# Exterior finish for sapele



## geoff_tulip (1 Mar 2007)

i have a carved celtic cross - (graveyard style) - i'm getting to the point of finishing choices and am looking for some advice. Since the upkeep of such a cross in a graveyard is unlikely and the 'look' of it remaining good quality is important to me - i would like your opinions on suitable finishes. 
Varnish and oil will need maintainance and because of the detail of the carving the item cannot really be rubbed back for reapplication.

I have thoought of just leaving it the way it is - perhaps a ligh coat of sealers just to stop water and algae penetration.

any help would be appreciated


----------



## PowerTool (1 Mar 2007)

Acrylic lacquer ?

Easy to apply,and hardwearing,although I've never tried it on anything outdoors...yet.

Andrew


----------



## Roger (1 Mar 2007)

Pure Tung Oil should be suitable with several well applied / dried coats, but even that may well need some re-coating after a year or two. It wouldn't need any rubbing or sanding back however so could be easily re-applied in situ. Liberon is one supplier.


----------



## geoff_tulip (2 Mar 2007)

i dont mind reapplying a finish - just not sure about an oil that hardens and how it will be affected by frost and long term weathering - wiil it crack ? etc....
i have heard of a clear preservative - has anyone tried this ?


----------



## Roger (2 Mar 2007)

Tung is somewhat flexible and doesn't give a hard coat. It is intended for both interior and exterior applications.
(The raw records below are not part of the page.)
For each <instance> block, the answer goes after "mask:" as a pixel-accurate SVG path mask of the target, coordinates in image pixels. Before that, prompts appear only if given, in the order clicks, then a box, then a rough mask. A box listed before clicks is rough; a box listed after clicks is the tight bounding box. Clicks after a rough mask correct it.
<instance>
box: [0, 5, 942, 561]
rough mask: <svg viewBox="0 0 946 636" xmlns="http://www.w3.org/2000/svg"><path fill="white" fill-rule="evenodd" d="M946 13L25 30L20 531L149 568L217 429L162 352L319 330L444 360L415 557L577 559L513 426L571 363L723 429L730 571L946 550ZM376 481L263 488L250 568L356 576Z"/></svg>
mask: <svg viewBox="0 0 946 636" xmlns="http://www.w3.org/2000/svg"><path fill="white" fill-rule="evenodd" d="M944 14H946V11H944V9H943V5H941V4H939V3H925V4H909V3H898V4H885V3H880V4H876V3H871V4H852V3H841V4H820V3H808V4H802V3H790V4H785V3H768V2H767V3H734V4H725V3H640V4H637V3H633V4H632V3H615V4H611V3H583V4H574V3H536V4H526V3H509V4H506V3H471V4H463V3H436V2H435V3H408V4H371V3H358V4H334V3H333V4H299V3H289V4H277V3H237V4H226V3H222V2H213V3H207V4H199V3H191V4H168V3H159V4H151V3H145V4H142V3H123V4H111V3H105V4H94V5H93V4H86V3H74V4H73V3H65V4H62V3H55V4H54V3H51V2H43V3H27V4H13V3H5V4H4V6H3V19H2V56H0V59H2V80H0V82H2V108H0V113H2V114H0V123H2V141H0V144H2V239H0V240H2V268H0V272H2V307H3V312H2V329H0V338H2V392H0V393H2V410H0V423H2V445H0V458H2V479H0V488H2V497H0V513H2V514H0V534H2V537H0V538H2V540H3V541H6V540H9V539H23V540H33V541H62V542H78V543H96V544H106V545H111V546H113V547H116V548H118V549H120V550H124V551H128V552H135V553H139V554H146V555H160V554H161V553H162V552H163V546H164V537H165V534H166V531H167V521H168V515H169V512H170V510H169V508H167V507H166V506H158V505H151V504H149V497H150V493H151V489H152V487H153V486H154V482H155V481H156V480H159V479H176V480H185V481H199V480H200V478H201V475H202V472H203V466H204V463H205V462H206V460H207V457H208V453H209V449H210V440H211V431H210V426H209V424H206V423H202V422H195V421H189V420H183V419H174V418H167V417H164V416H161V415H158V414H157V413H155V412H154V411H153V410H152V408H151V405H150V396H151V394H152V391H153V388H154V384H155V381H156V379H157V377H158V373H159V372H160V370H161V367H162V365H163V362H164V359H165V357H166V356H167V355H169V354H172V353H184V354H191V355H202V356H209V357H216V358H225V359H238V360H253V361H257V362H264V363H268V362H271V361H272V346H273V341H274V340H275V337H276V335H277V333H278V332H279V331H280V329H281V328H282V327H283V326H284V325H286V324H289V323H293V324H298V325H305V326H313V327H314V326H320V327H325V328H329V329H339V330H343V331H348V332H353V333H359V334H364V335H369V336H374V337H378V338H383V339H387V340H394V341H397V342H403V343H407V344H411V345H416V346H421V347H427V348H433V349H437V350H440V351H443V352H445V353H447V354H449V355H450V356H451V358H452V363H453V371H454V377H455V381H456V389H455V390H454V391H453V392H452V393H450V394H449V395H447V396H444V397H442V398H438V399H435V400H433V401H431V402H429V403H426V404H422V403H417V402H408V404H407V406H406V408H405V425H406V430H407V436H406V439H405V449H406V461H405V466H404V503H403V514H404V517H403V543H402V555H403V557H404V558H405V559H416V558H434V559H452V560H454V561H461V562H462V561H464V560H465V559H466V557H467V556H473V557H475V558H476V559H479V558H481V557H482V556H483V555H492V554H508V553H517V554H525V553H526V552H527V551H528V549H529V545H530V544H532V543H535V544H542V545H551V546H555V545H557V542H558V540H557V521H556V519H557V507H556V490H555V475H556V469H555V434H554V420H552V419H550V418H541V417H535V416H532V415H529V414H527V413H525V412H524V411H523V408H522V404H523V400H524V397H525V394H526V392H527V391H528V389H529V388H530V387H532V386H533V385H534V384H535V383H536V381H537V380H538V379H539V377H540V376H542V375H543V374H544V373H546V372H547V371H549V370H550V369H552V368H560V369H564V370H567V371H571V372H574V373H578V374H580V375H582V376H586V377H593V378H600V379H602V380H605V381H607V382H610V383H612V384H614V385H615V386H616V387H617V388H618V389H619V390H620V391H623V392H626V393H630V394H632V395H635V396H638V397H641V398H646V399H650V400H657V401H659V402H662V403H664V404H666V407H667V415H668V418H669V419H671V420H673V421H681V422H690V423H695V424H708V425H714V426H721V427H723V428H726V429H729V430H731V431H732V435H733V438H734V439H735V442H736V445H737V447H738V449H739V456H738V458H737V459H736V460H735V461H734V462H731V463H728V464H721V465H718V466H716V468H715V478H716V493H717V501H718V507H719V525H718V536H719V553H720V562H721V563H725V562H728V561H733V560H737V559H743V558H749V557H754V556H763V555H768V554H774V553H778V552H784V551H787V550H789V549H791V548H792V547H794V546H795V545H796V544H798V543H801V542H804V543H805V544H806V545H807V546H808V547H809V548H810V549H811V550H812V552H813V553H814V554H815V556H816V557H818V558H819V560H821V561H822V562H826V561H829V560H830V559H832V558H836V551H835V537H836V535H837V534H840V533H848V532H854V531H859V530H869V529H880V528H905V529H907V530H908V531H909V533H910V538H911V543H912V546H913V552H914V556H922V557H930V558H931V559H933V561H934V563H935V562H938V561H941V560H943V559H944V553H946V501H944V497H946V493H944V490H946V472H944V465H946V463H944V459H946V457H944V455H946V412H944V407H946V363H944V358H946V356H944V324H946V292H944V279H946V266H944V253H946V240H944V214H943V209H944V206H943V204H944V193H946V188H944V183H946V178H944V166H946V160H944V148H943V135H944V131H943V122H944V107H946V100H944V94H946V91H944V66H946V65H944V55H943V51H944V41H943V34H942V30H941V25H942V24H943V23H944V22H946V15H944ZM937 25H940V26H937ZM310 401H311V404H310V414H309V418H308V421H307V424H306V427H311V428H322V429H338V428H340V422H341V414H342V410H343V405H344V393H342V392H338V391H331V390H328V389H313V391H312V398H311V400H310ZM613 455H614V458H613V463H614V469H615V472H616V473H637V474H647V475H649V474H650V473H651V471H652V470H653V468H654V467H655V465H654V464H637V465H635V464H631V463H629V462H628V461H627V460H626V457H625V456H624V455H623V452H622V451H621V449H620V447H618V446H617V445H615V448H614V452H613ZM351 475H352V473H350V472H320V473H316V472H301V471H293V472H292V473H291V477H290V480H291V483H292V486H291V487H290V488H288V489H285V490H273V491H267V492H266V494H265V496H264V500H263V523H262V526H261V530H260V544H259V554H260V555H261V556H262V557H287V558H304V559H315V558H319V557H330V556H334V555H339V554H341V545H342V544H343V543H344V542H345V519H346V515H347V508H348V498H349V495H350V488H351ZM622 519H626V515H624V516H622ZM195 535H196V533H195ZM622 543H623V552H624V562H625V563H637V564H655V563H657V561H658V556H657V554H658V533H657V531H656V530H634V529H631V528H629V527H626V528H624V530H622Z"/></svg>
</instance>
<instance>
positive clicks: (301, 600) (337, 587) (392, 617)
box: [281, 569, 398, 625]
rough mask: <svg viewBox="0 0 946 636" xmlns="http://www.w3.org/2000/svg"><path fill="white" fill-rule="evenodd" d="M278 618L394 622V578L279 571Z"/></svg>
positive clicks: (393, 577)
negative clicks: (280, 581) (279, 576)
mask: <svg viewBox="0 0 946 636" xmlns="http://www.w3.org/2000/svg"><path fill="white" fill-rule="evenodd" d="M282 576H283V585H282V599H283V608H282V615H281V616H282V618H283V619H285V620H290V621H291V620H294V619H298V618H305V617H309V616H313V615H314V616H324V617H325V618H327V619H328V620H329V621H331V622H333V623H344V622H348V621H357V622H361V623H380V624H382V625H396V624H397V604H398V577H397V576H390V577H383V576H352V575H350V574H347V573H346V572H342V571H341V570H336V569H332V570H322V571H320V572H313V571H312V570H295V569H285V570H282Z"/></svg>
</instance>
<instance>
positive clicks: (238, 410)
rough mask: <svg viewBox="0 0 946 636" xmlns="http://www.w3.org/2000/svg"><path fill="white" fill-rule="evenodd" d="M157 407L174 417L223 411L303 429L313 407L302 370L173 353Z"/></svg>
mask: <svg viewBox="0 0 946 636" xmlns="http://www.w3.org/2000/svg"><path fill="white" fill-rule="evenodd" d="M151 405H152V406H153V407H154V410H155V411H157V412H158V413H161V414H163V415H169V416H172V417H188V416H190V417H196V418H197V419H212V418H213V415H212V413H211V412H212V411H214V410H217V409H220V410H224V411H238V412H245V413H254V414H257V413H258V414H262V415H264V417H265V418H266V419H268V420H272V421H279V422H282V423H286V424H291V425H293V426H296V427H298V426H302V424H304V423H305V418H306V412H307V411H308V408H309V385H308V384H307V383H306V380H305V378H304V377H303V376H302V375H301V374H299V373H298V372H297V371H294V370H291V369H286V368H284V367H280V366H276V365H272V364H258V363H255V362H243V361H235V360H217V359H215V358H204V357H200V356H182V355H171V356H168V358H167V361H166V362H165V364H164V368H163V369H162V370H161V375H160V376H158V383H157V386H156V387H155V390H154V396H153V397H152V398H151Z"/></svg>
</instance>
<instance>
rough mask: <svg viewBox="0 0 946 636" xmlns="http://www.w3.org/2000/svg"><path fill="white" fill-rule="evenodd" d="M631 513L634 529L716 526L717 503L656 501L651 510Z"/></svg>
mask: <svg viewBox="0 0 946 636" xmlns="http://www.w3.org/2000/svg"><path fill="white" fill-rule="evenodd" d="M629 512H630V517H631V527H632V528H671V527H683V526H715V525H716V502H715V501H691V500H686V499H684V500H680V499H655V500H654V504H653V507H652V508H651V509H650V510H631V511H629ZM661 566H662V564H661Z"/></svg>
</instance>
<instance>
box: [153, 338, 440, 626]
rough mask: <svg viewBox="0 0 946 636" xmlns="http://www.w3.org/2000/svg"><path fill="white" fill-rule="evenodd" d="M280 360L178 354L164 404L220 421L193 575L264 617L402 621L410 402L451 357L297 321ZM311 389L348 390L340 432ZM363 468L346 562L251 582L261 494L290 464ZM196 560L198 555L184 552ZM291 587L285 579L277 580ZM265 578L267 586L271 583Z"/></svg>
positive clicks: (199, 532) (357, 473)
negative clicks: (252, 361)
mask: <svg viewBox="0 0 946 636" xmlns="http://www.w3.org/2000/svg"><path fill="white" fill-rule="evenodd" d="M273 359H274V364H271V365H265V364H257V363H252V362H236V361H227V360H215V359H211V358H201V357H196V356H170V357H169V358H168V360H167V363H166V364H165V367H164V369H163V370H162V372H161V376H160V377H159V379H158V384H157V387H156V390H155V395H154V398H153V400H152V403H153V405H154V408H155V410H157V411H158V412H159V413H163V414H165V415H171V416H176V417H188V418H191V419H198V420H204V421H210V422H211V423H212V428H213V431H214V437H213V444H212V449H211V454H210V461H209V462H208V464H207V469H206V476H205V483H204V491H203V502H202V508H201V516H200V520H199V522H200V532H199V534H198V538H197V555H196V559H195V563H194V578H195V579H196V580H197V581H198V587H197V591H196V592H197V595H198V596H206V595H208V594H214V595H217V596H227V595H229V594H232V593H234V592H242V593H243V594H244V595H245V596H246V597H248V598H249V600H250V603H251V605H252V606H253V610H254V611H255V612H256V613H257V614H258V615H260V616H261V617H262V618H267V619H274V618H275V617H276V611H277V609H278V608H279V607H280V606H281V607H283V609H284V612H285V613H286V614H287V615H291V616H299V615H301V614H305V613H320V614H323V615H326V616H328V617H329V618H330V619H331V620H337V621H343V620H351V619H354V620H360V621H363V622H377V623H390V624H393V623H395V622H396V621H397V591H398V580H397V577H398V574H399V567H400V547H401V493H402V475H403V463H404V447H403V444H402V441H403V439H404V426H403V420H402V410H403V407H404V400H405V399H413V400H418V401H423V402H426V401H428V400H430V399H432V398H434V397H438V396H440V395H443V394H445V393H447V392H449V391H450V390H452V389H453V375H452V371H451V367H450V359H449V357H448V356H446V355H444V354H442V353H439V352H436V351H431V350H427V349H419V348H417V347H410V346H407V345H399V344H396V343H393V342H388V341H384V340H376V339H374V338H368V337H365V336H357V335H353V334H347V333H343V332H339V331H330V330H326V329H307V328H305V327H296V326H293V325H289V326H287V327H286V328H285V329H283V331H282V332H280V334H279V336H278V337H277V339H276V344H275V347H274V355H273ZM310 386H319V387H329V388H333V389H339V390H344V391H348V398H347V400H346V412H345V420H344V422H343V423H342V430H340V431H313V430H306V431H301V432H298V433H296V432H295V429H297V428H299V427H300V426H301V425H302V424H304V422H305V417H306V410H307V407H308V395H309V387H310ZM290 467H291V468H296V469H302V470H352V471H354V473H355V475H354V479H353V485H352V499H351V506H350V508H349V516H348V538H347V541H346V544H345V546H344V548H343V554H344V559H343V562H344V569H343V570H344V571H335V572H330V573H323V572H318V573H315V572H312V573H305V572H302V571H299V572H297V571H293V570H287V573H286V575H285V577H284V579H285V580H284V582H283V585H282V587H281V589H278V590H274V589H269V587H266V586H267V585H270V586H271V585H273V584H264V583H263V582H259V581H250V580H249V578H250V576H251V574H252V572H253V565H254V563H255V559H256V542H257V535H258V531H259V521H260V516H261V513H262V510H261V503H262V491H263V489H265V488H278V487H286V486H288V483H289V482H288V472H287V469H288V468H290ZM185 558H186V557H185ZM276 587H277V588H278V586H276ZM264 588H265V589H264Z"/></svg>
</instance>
Over the years, there is very little you can do to stop some deterioration, but that's your best shot I think.


----------



## geoff_tulip (5 Mar 2007)

cheers for that - sounds like the right way to go ....


----------



## les chicken (5 Mar 2007)

You could also soak it for a few hours in one of the 5 star rot and fungus clear solutions.

Les


----------